Eight years later, they returned to the same venue -- this time as a hired photographer shooting someone else's wedding. The venue pointed them to a 25-foot square of grass. That was the designated photo area. The gardens they'd roamed freely on their own wedding day? Completely off-limits.
"Are you kidding me?" They weren't. The couple had no idea this would happen. They'd toured the venue, seen the grounds, imagined their portraits in those same gardens. Nobody mentioned that vendor access and couple access were two different things.
Roughly two-thirds of weddings now happen at outdoor venues -- gardens, barns, estates, lakefronts. The appeal is obvious. Natural beauty photographs well, guests love being outside, and the photos look nothing like a hotel ballroom.
But many of these beautiful outdoor venues run multiple events on the same day. Two weddings. Sometimes three. The venue spaces out start times, assigns different areas of the property to different parties, and enforces one strict rule: brides don't cross paths.
That sounds thoughtful. In practice, it means your photographer might be locked out of the best locations on the property because another wedding has priority. The rolling lawn you fell in love with during the tour? Currently occupied by wedding number two's ceremony. The garden arbor in every marketing photo? Unavailable until 4pm, and your ceremony starts at 3.
The venue isn't hiding this information maliciously. They're running a business, and multiple events per day is how the economics work. But the disconnect between what couples see during a Tuesday afternoon tour and what actually happens on a packed Saturday is significant.
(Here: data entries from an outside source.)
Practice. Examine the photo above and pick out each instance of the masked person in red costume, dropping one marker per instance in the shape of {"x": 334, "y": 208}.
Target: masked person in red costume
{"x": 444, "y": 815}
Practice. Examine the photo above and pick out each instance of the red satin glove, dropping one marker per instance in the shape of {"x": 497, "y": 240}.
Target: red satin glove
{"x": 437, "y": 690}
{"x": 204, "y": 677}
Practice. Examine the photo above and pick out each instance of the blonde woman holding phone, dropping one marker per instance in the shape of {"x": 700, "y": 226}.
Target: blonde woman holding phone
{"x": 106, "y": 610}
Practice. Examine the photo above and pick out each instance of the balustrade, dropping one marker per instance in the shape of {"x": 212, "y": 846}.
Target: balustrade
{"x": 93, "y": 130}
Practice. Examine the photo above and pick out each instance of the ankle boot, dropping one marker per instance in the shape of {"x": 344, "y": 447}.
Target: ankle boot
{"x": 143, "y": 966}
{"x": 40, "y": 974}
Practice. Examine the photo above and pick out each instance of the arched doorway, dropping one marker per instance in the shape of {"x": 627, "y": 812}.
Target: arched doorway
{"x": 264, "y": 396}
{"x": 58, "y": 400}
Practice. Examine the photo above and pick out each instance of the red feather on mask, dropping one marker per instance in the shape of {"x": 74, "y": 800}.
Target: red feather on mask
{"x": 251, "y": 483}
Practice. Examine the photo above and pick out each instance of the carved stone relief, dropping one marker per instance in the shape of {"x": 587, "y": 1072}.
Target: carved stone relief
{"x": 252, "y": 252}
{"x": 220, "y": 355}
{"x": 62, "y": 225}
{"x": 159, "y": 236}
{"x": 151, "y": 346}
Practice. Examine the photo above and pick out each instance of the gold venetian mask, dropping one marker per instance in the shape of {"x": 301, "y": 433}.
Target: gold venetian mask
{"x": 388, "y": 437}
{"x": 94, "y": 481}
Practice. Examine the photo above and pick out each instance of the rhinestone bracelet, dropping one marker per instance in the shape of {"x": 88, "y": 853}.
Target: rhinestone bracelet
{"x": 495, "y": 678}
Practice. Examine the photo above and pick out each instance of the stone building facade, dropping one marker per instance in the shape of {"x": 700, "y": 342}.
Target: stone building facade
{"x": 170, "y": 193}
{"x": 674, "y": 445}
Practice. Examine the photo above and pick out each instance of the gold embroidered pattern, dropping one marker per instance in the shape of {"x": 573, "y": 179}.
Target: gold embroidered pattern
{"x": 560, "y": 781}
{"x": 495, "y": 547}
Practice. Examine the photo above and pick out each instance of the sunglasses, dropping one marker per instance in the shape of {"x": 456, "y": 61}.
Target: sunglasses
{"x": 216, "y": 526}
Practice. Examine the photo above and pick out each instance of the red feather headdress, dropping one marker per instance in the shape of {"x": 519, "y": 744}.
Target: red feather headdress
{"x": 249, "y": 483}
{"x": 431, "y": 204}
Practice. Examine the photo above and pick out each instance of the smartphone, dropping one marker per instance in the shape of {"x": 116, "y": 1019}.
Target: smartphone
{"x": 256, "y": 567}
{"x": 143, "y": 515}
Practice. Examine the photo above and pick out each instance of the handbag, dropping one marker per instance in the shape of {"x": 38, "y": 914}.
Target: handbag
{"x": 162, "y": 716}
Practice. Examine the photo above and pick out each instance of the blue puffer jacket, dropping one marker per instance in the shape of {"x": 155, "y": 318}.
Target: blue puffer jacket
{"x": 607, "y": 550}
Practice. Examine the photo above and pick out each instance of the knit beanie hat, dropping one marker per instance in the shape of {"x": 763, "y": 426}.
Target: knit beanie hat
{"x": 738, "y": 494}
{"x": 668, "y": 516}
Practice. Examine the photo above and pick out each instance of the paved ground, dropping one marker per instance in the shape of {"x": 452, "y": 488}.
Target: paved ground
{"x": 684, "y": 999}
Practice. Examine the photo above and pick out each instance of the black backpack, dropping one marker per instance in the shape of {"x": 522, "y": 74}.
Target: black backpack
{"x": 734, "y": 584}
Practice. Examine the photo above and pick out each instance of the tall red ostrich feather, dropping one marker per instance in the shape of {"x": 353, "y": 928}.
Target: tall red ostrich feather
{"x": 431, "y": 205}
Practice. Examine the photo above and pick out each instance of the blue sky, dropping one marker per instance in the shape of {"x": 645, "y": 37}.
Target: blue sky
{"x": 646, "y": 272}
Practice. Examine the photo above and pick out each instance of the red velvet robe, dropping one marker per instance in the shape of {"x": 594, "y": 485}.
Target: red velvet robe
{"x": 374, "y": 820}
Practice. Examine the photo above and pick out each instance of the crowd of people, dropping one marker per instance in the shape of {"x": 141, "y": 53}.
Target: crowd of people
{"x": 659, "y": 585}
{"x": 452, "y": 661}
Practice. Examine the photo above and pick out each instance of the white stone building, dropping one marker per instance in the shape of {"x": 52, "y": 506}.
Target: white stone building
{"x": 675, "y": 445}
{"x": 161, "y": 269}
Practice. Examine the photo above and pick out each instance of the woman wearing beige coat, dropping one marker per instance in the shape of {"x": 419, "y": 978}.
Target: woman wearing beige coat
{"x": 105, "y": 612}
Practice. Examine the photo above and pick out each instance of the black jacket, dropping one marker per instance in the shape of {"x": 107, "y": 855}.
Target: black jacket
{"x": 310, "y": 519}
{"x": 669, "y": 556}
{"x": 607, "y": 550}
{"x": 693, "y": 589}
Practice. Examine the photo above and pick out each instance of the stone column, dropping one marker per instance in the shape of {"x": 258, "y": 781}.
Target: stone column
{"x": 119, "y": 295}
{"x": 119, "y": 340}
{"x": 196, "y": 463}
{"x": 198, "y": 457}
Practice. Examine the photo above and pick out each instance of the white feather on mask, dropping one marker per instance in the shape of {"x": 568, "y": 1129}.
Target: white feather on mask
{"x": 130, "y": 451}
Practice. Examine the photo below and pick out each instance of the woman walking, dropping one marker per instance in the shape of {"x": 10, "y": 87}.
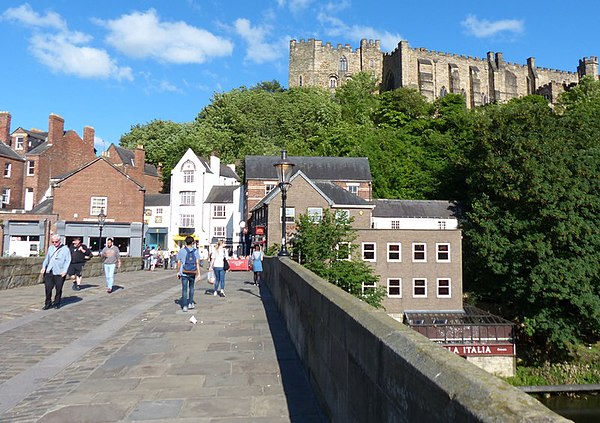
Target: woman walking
{"x": 257, "y": 257}
{"x": 217, "y": 264}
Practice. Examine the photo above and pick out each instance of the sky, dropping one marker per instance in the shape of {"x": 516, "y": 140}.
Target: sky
{"x": 114, "y": 64}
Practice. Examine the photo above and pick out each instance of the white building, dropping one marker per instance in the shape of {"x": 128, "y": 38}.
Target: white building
{"x": 206, "y": 202}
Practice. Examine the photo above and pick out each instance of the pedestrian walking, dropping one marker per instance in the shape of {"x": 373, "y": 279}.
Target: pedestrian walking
{"x": 188, "y": 271}
{"x": 79, "y": 254}
{"x": 111, "y": 259}
{"x": 217, "y": 265}
{"x": 54, "y": 268}
{"x": 256, "y": 259}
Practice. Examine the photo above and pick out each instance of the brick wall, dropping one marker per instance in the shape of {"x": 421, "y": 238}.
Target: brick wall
{"x": 72, "y": 198}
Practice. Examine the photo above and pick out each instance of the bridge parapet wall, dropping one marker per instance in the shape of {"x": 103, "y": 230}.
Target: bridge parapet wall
{"x": 365, "y": 366}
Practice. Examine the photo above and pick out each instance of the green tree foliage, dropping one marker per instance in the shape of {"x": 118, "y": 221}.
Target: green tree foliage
{"x": 532, "y": 238}
{"x": 324, "y": 245}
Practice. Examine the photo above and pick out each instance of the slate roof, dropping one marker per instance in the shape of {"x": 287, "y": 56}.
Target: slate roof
{"x": 128, "y": 156}
{"x": 157, "y": 200}
{"x": 439, "y": 209}
{"x": 316, "y": 168}
{"x": 339, "y": 195}
{"x": 6, "y": 151}
{"x": 221, "y": 194}
{"x": 45, "y": 207}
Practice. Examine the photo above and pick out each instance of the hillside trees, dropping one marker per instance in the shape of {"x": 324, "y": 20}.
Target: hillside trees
{"x": 531, "y": 233}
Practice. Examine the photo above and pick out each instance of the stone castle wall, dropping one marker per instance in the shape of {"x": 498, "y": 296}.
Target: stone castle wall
{"x": 433, "y": 73}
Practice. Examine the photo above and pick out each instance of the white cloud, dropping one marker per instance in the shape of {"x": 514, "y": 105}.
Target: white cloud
{"x": 258, "y": 50}
{"x": 26, "y": 15}
{"x": 484, "y": 28}
{"x": 335, "y": 27}
{"x": 65, "y": 51}
{"x": 143, "y": 35}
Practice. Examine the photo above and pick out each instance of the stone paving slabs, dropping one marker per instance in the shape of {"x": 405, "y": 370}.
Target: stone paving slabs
{"x": 134, "y": 355}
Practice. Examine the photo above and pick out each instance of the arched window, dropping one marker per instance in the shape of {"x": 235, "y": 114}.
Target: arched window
{"x": 343, "y": 64}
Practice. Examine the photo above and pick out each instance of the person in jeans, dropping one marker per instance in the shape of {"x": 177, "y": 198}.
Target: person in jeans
{"x": 217, "y": 266}
{"x": 111, "y": 258}
{"x": 54, "y": 268}
{"x": 188, "y": 280}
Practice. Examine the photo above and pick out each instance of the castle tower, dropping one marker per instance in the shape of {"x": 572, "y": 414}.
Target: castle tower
{"x": 588, "y": 66}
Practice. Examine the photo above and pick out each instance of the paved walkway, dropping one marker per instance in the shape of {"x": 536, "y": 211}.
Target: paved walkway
{"x": 135, "y": 356}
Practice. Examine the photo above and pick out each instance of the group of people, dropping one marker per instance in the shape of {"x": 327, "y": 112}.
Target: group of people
{"x": 63, "y": 261}
{"x": 189, "y": 264}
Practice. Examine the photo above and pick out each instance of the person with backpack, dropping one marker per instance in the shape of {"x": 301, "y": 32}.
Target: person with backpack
{"x": 188, "y": 268}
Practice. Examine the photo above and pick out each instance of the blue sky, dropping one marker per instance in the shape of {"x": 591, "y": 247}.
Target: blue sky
{"x": 112, "y": 64}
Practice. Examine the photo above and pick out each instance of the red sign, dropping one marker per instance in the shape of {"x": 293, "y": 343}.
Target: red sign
{"x": 482, "y": 349}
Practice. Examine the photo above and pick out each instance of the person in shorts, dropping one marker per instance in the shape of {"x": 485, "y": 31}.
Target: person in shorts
{"x": 79, "y": 254}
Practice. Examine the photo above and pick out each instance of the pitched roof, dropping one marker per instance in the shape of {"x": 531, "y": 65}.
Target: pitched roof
{"x": 333, "y": 194}
{"x": 316, "y": 168}
{"x": 7, "y": 151}
{"x": 157, "y": 200}
{"x": 439, "y": 209}
{"x": 45, "y": 207}
{"x": 221, "y": 194}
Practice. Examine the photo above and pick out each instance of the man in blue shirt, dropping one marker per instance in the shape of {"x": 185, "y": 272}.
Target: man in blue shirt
{"x": 188, "y": 268}
{"x": 54, "y": 268}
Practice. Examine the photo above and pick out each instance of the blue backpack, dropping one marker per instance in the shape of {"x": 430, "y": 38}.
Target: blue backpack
{"x": 189, "y": 265}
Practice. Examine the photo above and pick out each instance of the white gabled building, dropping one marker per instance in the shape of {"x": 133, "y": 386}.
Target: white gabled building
{"x": 206, "y": 202}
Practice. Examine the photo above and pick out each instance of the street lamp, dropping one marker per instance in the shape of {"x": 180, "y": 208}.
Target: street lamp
{"x": 284, "y": 172}
{"x": 101, "y": 221}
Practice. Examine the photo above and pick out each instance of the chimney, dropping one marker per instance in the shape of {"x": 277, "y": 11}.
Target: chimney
{"x": 88, "y": 136}
{"x": 5, "y": 127}
{"x": 56, "y": 129}
{"x": 139, "y": 159}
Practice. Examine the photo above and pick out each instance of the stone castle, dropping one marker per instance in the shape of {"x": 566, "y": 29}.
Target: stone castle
{"x": 433, "y": 73}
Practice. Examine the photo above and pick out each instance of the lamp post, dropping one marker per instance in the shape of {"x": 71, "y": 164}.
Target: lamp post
{"x": 284, "y": 171}
{"x": 101, "y": 221}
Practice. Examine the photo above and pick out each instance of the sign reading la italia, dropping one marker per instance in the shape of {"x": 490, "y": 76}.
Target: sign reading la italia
{"x": 488, "y": 349}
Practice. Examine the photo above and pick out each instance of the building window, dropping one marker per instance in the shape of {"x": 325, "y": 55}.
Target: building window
{"x": 443, "y": 252}
{"x": 395, "y": 288}
{"x": 315, "y": 213}
{"x": 443, "y": 288}
{"x": 5, "y": 195}
{"x": 186, "y": 220}
{"x": 187, "y": 198}
{"x": 419, "y": 288}
{"x": 269, "y": 186}
{"x": 97, "y": 205}
{"x": 343, "y": 251}
{"x": 419, "y": 252}
{"x": 188, "y": 176}
{"x": 369, "y": 251}
{"x": 219, "y": 231}
{"x": 290, "y": 214}
{"x": 394, "y": 252}
{"x": 353, "y": 188}
{"x": 219, "y": 211}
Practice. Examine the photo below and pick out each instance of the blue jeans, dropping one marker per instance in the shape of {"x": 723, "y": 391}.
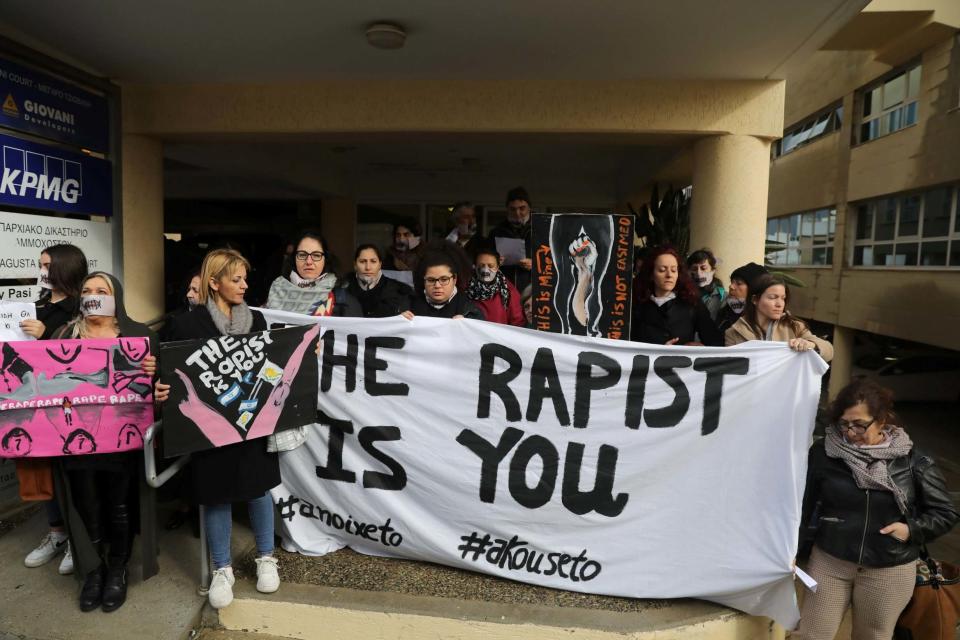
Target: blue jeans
{"x": 218, "y": 521}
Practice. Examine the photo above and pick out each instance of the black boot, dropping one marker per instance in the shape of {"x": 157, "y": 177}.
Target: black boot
{"x": 115, "y": 589}
{"x": 92, "y": 592}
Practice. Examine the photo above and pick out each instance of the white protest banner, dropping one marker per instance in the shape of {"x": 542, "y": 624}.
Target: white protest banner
{"x": 11, "y": 314}
{"x": 24, "y": 236}
{"x": 591, "y": 465}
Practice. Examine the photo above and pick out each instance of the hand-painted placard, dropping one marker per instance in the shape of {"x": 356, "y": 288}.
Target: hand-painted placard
{"x": 233, "y": 388}
{"x": 73, "y": 397}
{"x": 38, "y": 176}
{"x": 46, "y": 106}
{"x": 583, "y": 274}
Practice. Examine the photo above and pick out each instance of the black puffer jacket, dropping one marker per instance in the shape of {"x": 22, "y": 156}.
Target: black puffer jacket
{"x": 673, "y": 319}
{"x": 848, "y": 519}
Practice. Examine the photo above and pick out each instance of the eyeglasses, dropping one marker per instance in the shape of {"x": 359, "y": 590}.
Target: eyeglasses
{"x": 856, "y": 427}
{"x": 302, "y": 256}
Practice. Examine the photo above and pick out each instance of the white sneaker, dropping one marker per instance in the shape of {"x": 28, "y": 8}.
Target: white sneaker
{"x": 268, "y": 580}
{"x": 52, "y": 544}
{"x": 66, "y": 564}
{"x": 221, "y": 588}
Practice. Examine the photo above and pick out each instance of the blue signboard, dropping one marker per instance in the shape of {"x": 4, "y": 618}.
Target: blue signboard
{"x": 38, "y": 176}
{"x": 44, "y": 105}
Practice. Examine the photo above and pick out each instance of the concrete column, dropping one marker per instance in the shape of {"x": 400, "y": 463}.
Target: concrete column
{"x": 729, "y": 209}
{"x": 143, "y": 226}
{"x": 842, "y": 363}
{"x": 338, "y": 222}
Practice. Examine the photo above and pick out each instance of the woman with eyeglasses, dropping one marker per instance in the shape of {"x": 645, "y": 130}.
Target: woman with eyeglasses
{"x": 871, "y": 500}
{"x": 765, "y": 317}
{"x": 440, "y": 282}
{"x": 310, "y": 285}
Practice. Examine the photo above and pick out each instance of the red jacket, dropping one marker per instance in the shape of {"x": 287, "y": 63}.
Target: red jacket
{"x": 493, "y": 309}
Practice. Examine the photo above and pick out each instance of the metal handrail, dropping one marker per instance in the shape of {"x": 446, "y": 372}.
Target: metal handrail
{"x": 150, "y": 458}
{"x": 156, "y": 480}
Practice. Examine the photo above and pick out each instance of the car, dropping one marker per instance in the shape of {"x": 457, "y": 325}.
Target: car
{"x": 931, "y": 377}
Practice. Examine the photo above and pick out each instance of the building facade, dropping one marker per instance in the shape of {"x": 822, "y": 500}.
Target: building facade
{"x": 864, "y": 183}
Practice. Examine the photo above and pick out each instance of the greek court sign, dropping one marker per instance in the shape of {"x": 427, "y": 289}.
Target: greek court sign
{"x": 591, "y": 465}
{"x": 23, "y": 237}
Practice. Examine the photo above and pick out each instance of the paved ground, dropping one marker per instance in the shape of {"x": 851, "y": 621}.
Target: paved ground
{"x": 167, "y": 606}
{"x": 41, "y": 604}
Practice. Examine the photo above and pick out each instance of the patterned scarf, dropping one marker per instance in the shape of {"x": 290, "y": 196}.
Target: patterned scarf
{"x": 869, "y": 466}
{"x": 480, "y": 290}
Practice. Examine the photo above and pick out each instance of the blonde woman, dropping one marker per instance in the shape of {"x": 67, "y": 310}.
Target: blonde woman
{"x": 98, "y": 492}
{"x": 242, "y": 472}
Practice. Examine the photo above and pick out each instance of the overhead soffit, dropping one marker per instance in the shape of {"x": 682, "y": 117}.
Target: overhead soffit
{"x": 183, "y": 41}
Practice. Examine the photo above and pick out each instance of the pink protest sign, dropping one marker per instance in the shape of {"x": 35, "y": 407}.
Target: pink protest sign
{"x": 73, "y": 397}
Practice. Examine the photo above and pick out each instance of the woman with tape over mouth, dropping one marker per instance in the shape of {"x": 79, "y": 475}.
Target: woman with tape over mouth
{"x": 379, "y": 296}
{"x": 240, "y": 472}
{"x": 63, "y": 268}
{"x": 440, "y": 282}
{"x": 703, "y": 270}
{"x": 766, "y": 318}
{"x": 495, "y": 296}
{"x": 98, "y": 492}
{"x": 668, "y": 309}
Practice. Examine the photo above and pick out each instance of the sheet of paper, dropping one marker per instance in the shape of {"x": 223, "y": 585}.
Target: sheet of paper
{"x": 512, "y": 250}
{"x": 406, "y": 277}
{"x": 807, "y": 581}
{"x": 11, "y": 313}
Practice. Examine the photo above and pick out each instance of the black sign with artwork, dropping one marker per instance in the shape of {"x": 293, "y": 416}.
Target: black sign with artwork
{"x": 583, "y": 274}
{"x": 233, "y": 388}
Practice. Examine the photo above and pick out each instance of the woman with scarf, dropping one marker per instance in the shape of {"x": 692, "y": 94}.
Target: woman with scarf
{"x": 667, "y": 308}
{"x": 871, "y": 500}
{"x": 492, "y": 293}
{"x": 439, "y": 282}
{"x": 63, "y": 268}
{"x": 379, "y": 296}
{"x": 98, "y": 492}
{"x": 311, "y": 286}
{"x": 407, "y": 250}
{"x": 737, "y": 293}
{"x": 765, "y": 317}
{"x": 703, "y": 269}
{"x": 241, "y": 472}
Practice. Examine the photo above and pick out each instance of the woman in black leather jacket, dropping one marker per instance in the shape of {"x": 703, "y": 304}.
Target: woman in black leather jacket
{"x": 872, "y": 500}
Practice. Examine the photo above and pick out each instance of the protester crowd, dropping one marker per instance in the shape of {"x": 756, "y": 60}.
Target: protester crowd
{"x": 871, "y": 499}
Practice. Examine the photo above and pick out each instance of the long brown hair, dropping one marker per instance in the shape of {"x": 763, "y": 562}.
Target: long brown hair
{"x": 757, "y": 288}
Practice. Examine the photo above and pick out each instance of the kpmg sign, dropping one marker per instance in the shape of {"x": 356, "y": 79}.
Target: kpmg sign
{"x": 44, "y": 105}
{"x": 38, "y": 176}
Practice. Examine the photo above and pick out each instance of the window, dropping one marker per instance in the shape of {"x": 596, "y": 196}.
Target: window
{"x": 807, "y": 238}
{"x": 890, "y": 105}
{"x": 810, "y": 129}
{"x": 909, "y": 230}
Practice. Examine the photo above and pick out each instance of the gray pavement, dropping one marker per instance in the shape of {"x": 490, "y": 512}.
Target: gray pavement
{"x": 41, "y": 604}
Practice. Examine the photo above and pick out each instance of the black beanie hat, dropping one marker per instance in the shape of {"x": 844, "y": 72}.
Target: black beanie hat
{"x": 748, "y": 272}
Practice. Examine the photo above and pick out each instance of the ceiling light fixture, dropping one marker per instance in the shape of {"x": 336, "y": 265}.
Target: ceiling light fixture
{"x": 386, "y": 35}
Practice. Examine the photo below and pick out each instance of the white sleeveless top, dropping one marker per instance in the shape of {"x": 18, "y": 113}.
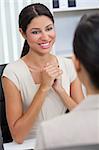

When a photographer's access gets restricted, the impact cascades through your entire wedding gallery. Fewer backdrop options means less variety. Cramped shooting areas mean more similar-looking shots. Time restrictions mean rushing through portraits that should feel relaxed.
This is especially frustrating because couples choose outdoor venues largely for the photo opportunities. You're paying a premium for that garden, that view, that landscape. If your photographer can't access it, the premium doesn't shrink -- only the results do.
Before you sign with any venue, ask one question in writing: "Will my photographer have full access to all grounds on my wedding day, even if other events are happening simultaneously?"
Get the answer in writing too. Not a verbal "oh, of course" during the tour. In the contract. Specify which areas your photographer can use, during which time windows, and whether any other events could limit access.
If you're a vendor, build this into your process. Your contract should include clauses about venue access expectations. If a venue restricts your shooting area after the couple has signed, that's a problem you want documented -- not discovered on the wedding day.
Experienced photographers know which venues play nice and which ones don't. If you're shopping for a venue and your photographer hesitates when you mention a name, pay attention. That hesitation is worth more than any review. 73% of couples rely on reviews when choosing vendors, but reviews rarely mention the photographer getting corralled into a corner.
The venue sold you the whole property. Make sure your contract delivers it.